An Open Letter to Minneapolis

Seattle named second most literate city. But don’t get too comfortable, No. 1.

January 4, 2009 Published in the March 2008 issue of Seattle Met

YO, MINNEAPOLIS. Nice one. You fooled them again—suckered the nation into believing you’re the most literate. It must feel like 2004 all over again, the last time you were (wrongly) crowned Most Literate City in America. We don’t need to remind you that we held the title in 2005 and 2006—for reasons that simply do not go away. Seattle is affiliated with some of the best writers in America. Raymond Carver, Sherman Alexie, Jonathan Raban, Charles D’Ambrosio, Tom Robbins, Richard Hugo, Theodore Roethke. Who do you have again? Sinclair Lewis, poet and “men’s movement” founder Robert Bly, pulpy sci-fi writer Clifford Simak.

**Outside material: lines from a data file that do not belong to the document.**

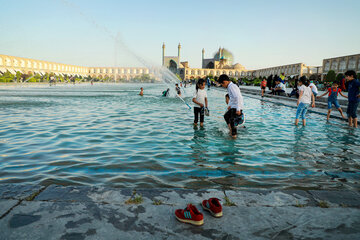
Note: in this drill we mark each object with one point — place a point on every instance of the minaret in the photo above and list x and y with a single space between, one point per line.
163 54
203 54
179 47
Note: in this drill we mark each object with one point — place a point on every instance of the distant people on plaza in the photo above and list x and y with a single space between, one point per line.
295 90
269 82
200 102
313 88
353 97
305 98
343 84
263 86
234 115
282 78
333 92
279 88
166 92
177 89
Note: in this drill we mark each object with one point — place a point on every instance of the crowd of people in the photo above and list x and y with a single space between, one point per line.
306 92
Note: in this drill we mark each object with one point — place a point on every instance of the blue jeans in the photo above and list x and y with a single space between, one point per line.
301 110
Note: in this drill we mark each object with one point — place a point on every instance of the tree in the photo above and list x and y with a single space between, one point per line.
339 77
330 77
18 76
7 77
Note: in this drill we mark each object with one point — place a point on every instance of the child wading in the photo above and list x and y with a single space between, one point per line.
263 86
305 98
235 105
200 102
353 97
332 99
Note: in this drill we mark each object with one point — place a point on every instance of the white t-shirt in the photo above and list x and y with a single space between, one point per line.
200 96
313 88
306 97
236 100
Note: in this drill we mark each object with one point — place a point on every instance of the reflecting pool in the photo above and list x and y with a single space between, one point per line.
109 135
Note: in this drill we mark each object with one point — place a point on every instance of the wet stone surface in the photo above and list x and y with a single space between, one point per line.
102 213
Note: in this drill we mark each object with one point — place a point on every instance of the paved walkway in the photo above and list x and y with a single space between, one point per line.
57 212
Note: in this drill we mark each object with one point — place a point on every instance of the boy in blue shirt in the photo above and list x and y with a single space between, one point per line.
353 96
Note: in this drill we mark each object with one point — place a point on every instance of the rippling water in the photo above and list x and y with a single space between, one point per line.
108 135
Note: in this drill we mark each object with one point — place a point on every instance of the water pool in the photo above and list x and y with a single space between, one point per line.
108 135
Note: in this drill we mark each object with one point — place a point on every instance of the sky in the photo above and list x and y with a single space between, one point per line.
259 33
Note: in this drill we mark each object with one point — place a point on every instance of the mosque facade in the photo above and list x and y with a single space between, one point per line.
220 63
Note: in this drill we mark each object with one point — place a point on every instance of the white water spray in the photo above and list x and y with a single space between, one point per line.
165 74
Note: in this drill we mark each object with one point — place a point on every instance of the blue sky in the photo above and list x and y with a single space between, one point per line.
259 33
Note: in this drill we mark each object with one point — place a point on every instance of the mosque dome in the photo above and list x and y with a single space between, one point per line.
225 54
237 66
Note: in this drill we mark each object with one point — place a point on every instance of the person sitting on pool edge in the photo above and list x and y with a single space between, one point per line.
236 103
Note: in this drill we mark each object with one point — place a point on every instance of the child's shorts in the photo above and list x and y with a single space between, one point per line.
335 102
352 108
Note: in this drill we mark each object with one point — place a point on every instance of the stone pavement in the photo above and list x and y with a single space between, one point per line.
74 212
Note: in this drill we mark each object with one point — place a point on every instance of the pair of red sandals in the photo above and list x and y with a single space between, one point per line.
193 216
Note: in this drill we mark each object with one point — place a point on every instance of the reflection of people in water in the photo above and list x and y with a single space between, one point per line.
166 92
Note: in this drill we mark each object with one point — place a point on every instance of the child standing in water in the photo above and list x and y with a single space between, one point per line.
200 102
263 86
177 89
332 99
235 105
306 96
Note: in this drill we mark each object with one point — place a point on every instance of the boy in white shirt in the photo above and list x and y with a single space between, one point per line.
306 97
235 105
200 102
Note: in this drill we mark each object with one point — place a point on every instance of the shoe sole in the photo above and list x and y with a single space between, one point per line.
197 223
212 213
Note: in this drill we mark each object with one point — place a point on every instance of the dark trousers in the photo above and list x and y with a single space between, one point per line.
198 111
278 92
229 118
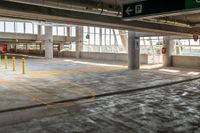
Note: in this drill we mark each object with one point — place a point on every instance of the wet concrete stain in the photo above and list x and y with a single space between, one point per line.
171 109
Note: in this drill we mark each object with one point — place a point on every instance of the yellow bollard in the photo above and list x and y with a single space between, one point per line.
23 66
0 60
6 62
13 63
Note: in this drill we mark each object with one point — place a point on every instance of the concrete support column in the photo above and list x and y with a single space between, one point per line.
8 47
15 47
61 47
168 43
79 42
133 51
27 48
124 39
48 42
41 48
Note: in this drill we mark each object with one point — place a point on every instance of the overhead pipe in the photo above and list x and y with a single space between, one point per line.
76 5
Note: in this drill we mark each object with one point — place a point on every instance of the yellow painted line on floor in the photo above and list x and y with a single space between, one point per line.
72 72
35 99
55 106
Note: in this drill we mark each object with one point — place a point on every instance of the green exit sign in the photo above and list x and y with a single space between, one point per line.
190 4
156 8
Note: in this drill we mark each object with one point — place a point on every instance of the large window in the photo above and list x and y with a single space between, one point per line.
61 30
73 31
2 26
35 29
9 27
29 28
98 39
187 47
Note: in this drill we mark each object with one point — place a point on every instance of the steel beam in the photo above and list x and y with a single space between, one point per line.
34 12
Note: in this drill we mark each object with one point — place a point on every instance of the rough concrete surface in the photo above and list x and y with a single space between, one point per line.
160 108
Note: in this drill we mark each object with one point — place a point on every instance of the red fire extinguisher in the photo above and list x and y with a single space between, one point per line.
164 50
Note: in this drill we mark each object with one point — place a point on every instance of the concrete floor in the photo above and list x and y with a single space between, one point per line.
67 95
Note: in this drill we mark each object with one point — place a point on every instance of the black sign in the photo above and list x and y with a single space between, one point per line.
151 7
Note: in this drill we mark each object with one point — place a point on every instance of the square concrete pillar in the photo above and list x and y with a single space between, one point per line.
133 51
79 42
168 43
48 42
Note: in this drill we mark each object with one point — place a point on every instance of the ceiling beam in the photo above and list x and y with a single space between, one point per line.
34 12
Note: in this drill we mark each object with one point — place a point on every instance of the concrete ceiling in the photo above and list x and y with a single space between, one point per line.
87 12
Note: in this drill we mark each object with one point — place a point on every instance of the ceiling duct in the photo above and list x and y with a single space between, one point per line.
76 5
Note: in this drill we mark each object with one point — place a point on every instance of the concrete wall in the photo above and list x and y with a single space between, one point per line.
105 56
186 61
90 55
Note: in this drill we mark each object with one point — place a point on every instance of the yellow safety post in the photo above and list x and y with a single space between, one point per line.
6 62
23 66
13 63
0 60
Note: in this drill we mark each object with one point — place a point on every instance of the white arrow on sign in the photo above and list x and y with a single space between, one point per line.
128 10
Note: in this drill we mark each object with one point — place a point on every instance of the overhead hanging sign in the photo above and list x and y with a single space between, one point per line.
153 8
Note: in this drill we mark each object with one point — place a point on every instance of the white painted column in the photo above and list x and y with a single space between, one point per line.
168 43
133 51
48 42
79 42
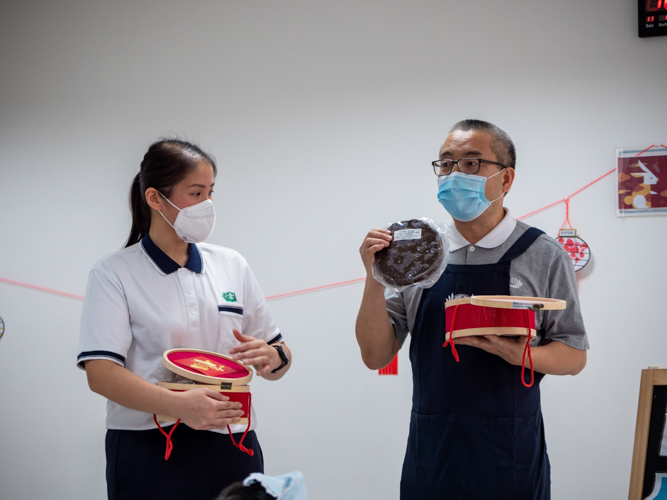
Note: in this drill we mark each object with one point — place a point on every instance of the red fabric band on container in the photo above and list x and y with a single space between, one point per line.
391 368
475 317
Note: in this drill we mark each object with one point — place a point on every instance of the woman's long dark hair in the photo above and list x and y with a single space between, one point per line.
165 164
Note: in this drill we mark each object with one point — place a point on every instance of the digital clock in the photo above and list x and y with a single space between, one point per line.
652 17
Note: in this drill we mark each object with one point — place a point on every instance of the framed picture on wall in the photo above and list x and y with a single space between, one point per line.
642 181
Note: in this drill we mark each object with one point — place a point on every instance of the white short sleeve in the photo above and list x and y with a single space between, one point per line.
105 323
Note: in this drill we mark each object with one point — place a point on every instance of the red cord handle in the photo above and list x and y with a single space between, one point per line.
170 444
240 445
451 335
530 356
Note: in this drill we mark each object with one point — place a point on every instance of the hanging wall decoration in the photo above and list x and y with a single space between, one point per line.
577 249
642 181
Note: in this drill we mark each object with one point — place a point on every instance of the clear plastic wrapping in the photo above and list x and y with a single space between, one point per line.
417 255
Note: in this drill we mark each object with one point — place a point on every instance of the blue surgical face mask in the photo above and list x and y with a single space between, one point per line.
462 195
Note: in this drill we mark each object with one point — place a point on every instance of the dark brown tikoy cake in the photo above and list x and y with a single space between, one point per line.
410 261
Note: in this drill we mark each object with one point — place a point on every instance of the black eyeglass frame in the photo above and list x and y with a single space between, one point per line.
436 167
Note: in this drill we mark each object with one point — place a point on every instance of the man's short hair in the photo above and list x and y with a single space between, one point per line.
501 144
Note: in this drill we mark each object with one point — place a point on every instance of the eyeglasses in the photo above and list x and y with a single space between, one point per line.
466 166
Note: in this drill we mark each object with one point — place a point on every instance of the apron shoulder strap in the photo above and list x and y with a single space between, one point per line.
522 244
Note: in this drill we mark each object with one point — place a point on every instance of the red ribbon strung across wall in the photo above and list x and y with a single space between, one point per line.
392 367
341 283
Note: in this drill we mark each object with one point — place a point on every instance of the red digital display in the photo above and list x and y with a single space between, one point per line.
653 5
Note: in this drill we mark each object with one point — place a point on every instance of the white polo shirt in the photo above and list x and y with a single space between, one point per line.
140 303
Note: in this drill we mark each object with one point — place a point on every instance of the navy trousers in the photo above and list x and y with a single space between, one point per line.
201 464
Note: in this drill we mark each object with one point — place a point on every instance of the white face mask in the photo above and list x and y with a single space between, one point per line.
193 224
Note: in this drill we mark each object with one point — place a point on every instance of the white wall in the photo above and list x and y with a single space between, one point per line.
324 117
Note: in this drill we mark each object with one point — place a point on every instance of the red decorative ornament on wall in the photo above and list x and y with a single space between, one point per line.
577 249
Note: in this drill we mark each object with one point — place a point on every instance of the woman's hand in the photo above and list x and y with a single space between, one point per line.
256 353
203 409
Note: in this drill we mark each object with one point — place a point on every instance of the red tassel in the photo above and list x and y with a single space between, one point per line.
391 368
530 356
451 336
240 445
170 444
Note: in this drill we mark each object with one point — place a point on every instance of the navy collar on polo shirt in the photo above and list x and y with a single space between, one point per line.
166 263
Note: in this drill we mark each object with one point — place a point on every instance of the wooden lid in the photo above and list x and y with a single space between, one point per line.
510 302
206 367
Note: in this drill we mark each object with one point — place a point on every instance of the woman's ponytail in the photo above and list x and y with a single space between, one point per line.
141 217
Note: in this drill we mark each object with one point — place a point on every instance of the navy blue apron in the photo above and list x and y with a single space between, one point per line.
475 431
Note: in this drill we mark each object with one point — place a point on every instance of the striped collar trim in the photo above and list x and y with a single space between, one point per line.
166 264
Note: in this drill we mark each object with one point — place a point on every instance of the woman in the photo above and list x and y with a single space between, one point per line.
164 290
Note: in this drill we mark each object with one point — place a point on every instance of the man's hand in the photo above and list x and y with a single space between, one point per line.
508 348
554 358
255 352
375 240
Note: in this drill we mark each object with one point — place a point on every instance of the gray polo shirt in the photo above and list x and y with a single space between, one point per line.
544 270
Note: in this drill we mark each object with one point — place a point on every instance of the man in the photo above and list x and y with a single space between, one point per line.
476 432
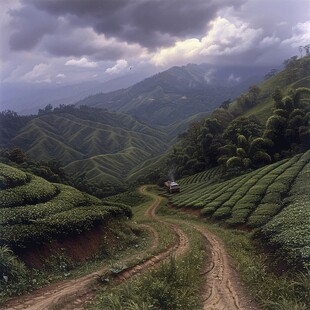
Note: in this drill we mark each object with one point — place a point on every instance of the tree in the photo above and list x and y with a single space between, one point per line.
270 74
46 110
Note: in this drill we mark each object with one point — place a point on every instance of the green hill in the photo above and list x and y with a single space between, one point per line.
274 200
34 211
103 145
173 95
238 133
296 74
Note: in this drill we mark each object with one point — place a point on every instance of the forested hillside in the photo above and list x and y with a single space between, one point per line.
173 95
103 145
238 138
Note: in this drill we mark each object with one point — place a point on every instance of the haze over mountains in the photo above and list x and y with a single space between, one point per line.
178 92
141 122
27 98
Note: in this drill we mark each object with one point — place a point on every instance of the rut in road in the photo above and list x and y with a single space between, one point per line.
76 292
222 289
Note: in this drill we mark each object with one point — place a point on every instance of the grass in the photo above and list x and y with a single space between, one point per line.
273 199
174 285
273 289
106 149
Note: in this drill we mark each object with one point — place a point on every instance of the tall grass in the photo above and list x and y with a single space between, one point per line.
174 285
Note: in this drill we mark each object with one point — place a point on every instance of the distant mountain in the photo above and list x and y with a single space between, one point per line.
27 98
103 145
178 93
296 74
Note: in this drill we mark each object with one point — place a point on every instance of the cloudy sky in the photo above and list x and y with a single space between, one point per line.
62 41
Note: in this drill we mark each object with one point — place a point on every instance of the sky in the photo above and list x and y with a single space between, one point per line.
70 41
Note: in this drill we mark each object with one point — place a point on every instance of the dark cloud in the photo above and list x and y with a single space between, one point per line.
150 23
30 25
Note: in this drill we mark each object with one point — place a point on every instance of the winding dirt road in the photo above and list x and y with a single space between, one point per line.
222 290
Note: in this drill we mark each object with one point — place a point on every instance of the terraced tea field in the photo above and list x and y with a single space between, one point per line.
273 199
34 210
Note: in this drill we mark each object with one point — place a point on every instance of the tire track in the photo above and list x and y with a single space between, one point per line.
72 294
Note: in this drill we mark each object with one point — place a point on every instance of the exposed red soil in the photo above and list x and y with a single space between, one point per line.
78 248
222 291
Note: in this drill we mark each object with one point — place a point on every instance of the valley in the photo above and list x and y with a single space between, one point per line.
81 228
220 279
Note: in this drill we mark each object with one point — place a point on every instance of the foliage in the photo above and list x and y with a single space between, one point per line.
53 211
273 199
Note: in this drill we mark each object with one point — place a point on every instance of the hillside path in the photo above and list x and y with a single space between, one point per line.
72 294
222 289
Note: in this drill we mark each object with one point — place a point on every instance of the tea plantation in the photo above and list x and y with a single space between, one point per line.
273 200
35 211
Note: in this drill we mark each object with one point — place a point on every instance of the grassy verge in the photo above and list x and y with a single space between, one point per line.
174 285
272 291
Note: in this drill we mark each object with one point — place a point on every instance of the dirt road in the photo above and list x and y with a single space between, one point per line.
222 290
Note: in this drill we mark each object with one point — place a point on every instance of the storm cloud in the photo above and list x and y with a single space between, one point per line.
149 23
144 34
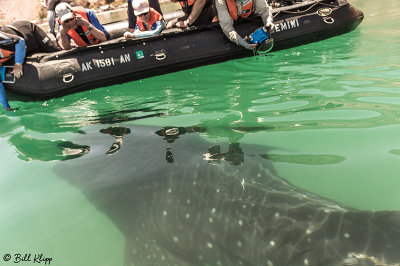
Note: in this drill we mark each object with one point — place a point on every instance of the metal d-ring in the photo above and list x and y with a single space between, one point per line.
67 78
329 20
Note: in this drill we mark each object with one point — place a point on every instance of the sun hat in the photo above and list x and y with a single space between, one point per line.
64 11
140 6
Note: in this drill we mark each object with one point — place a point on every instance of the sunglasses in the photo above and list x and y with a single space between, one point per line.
143 14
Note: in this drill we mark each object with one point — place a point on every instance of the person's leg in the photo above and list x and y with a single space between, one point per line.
3 97
44 41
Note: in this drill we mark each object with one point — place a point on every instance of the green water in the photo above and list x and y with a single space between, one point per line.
328 113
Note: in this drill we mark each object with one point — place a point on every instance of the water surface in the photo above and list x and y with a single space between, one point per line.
324 116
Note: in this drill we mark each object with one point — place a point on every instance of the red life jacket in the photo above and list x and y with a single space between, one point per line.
246 10
154 17
74 34
186 3
5 55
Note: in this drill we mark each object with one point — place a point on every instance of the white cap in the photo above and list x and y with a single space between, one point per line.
140 6
64 11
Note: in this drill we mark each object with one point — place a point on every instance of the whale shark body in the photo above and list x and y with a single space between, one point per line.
186 202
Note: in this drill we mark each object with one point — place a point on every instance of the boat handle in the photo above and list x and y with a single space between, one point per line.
328 20
67 78
160 56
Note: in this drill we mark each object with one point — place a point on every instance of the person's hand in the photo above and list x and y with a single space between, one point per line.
17 70
64 28
180 24
245 43
270 25
129 35
172 23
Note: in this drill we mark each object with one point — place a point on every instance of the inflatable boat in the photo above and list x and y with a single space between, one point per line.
120 60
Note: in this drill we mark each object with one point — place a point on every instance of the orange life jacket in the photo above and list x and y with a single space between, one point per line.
246 10
186 3
154 17
75 35
5 55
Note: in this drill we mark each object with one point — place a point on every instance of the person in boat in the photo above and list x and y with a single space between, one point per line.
197 12
79 24
17 40
36 39
230 11
131 14
51 13
11 46
149 22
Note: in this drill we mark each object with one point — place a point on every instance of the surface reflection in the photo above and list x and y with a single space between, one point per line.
232 209
117 133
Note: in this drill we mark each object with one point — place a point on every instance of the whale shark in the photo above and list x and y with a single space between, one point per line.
182 199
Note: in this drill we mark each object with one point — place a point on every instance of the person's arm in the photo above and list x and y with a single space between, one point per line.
98 31
51 18
3 98
131 17
196 11
264 11
157 28
65 40
20 53
226 23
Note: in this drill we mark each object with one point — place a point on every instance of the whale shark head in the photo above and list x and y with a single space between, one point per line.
181 200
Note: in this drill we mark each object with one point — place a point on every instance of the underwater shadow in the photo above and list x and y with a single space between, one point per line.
219 204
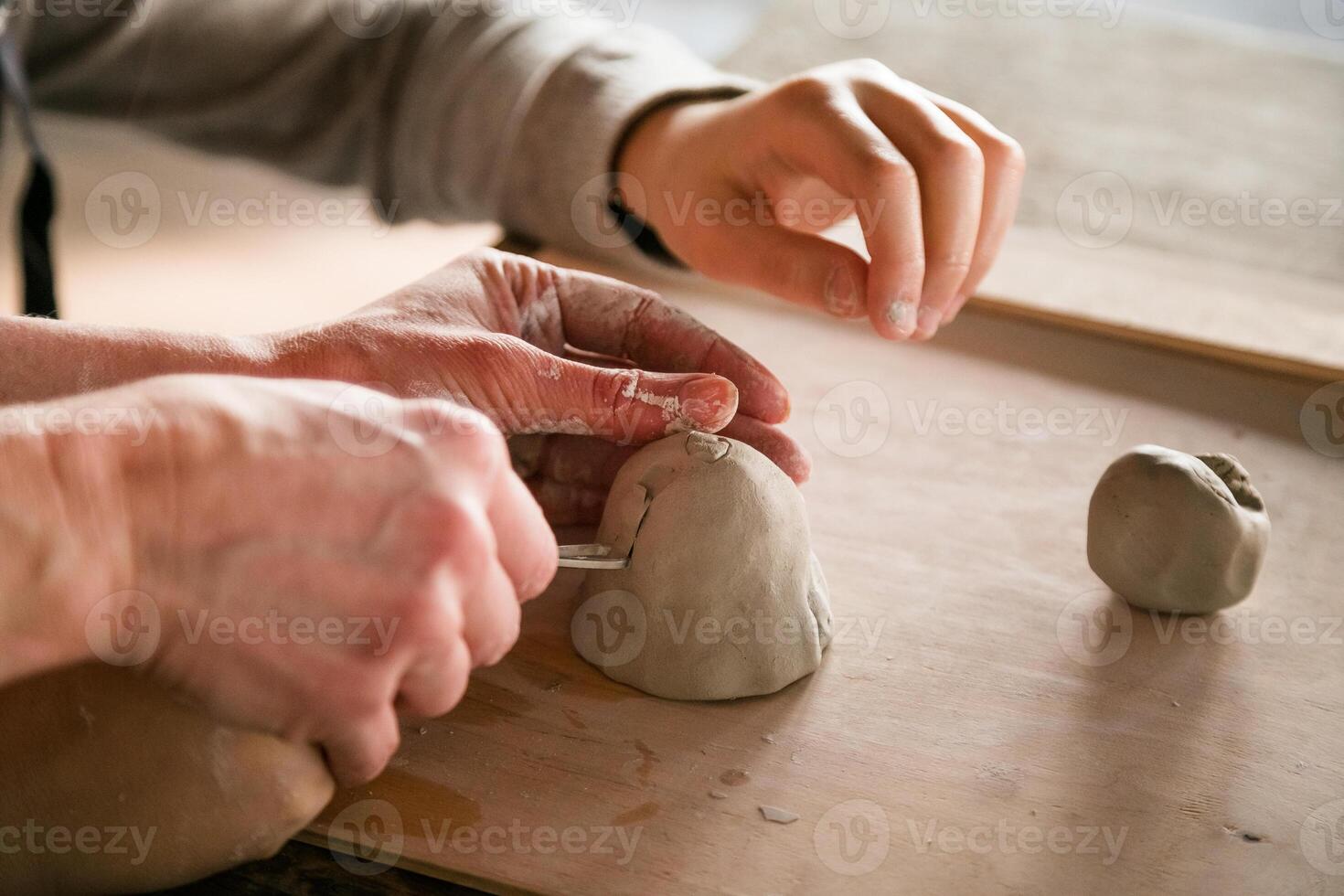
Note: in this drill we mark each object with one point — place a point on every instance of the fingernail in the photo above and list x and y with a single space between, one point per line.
707 402
841 294
901 315
929 320
955 309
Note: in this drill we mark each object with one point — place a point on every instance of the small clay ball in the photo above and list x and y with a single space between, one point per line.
1176 532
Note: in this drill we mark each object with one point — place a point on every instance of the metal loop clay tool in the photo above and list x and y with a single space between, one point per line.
606 557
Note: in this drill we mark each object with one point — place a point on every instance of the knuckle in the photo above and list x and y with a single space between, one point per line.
1004 152
889 169
961 155
955 262
808 89
869 69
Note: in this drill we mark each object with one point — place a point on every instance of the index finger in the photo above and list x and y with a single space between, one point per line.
606 316
858 160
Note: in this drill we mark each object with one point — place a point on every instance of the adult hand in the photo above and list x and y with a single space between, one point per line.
933 183
595 364
314 555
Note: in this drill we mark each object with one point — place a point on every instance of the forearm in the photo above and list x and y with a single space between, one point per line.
443 111
48 539
46 359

Central Connecticut State University, which conducts the study every year, bases the ranking on number of bookstores, education level, Internet resources, libraries, and locally published newspapers and magazines. We don’t know what ultimately swayed things in your favor (even CCSU admits we best you in bookstores, education level, and Internet resources) but let’s be honest, miserably cold city to miserably cold city: You know you’re not really No. 1.

Now it’s a new year, and CCSU will be watching closely to determine the most literate city again. We say bring it on, Minneapolis. We say try your best. We say reading Tiny Tim and Mr. Plym, the biography of the ukulele-playing Minneapolitan Tiny Tim, doesn’t count. We’ll spend 2008 reading our brains out, every Seattleite buying more tomes at local bookstores than ever, poring over daily and weekly papers till our fingertips go permanently black, and studying Seattle’s best city magazine.

Good luck in 2008 Minneapolis. And let the best city (ours) win.